Chocolate maker, Lindt and Sprüngli, has reported an 11 per cent reduction in its first half operating loss, slightly beating market expectations of a larger loss.
The Kilchberg-based company said sales were up 5.2 per cent at SFr623.7 million ($373.5 million), while the operating loss narrowed to SFr15.8 million. Financial analysts had expected a six per cent rise in sales and a first-half operating loss off SFr16.7 million.
The pre-tax loss for the first six months of the year narrowed to SFr20.8 million from SFr24.1 million.
Lindt said the economic slowdown had not affected chocolate retail sales so far. It said the improvement for the full-year operating result should be in line with first-half figures.

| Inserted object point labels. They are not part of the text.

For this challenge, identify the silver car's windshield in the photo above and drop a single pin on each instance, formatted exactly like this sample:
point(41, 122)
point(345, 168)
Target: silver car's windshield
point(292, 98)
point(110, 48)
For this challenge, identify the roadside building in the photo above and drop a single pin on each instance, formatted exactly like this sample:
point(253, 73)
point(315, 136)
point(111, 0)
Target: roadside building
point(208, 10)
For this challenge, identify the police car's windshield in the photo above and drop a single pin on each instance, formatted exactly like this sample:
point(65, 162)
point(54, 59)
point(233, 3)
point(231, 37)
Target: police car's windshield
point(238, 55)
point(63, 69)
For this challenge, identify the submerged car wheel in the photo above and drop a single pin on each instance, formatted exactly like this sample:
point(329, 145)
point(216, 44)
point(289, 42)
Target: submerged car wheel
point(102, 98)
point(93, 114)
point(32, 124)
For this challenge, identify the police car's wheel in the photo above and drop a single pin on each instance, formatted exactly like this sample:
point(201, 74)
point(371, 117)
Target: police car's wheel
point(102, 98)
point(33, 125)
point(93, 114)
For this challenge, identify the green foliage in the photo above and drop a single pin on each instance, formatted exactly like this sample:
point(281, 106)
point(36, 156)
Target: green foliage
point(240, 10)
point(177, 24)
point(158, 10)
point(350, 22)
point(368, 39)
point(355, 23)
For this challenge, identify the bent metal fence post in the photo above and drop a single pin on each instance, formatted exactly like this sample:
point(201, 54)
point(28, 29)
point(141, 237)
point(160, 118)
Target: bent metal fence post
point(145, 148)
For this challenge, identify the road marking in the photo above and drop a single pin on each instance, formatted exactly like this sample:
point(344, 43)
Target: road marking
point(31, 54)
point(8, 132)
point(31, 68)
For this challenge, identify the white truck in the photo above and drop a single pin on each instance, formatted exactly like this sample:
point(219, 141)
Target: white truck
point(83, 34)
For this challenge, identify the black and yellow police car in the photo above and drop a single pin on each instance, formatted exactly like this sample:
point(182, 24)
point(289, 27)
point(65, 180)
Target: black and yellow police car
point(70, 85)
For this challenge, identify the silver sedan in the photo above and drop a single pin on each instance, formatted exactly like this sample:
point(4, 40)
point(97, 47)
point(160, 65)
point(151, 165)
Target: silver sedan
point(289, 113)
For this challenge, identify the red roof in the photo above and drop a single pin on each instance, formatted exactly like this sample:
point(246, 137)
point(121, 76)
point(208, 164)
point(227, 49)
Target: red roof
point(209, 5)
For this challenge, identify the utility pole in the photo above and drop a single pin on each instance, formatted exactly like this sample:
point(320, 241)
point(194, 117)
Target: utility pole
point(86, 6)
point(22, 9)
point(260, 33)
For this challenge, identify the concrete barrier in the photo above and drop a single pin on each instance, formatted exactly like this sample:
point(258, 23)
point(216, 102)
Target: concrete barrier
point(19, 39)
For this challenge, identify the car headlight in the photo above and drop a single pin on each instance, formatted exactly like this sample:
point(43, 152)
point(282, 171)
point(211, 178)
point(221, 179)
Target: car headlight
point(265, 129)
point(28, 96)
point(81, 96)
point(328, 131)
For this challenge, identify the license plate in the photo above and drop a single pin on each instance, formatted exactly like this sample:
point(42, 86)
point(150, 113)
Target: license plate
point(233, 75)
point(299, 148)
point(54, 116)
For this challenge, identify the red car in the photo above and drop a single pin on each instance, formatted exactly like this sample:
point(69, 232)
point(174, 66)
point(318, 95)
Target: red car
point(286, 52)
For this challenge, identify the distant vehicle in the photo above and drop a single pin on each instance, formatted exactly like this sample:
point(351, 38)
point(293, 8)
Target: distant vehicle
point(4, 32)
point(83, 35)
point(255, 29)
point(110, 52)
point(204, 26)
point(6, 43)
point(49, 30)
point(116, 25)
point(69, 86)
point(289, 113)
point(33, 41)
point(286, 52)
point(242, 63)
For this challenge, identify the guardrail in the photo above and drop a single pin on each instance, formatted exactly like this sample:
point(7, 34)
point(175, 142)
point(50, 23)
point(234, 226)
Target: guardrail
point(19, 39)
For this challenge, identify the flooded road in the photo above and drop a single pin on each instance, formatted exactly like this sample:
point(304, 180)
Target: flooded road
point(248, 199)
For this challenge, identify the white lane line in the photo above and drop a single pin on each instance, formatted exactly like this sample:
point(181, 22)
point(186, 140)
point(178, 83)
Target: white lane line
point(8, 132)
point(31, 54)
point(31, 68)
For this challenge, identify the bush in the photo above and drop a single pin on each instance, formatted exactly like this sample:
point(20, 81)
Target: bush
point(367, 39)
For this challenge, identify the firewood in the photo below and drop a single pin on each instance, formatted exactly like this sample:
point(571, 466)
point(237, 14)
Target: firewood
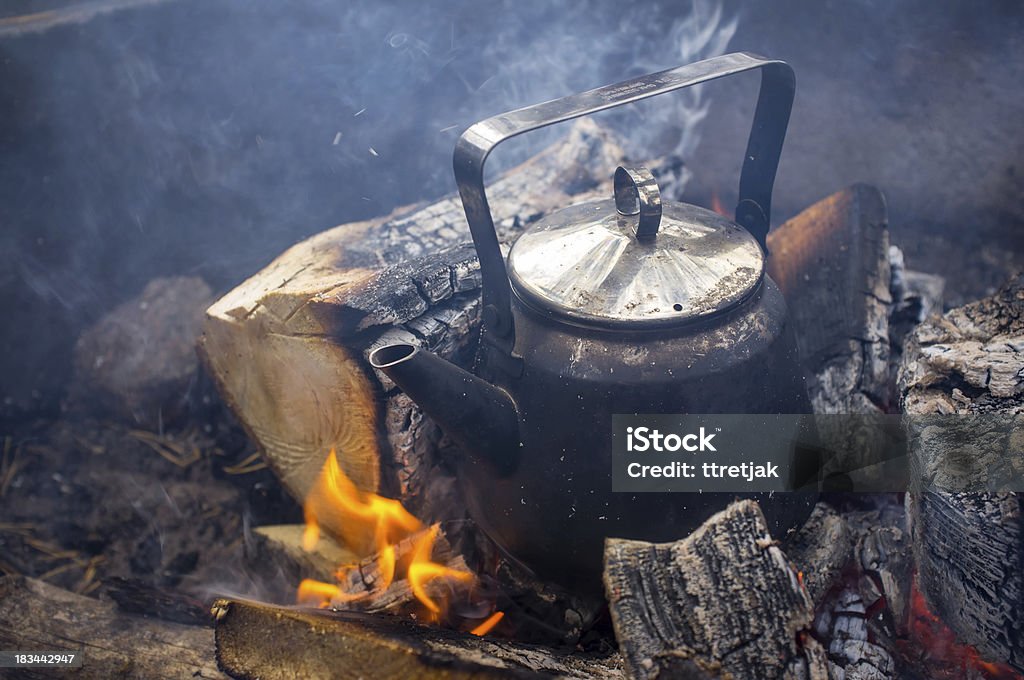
point(820, 549)
point(969, 546)
point(832, 262)
point(287, 347)
point(269, 642)
point(35, 615)
point(723, 602)
point(275, 555)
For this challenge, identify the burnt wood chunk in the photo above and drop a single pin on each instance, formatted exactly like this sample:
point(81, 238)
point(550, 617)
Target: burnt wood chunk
point(723, 602)
point(288, 346)
point(36, 615)
point(820, 549)
point(257, 640)
point(969, 547)
point(832, 262)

"Based on our experience to date, Lindt and Sprüngli does not expect a substantial change in consumer sentiment in the major markets in the second half of 2001," the company said in a statement.
Lindt makes less than 40 per cent of its annual sales in the first-half of the year, which includes the important Valentine's Day and Easter chocolate dates. Christmas and cold winter weather in the second-half of the year boost chocolate sales.
Meanwhile the company still takes half of its fixed costs over the first six months of the year.
Lindt said the chocolate market remained characterised by excess capacity and further consolidation by retailers, which results in aggressive pricing by competitors.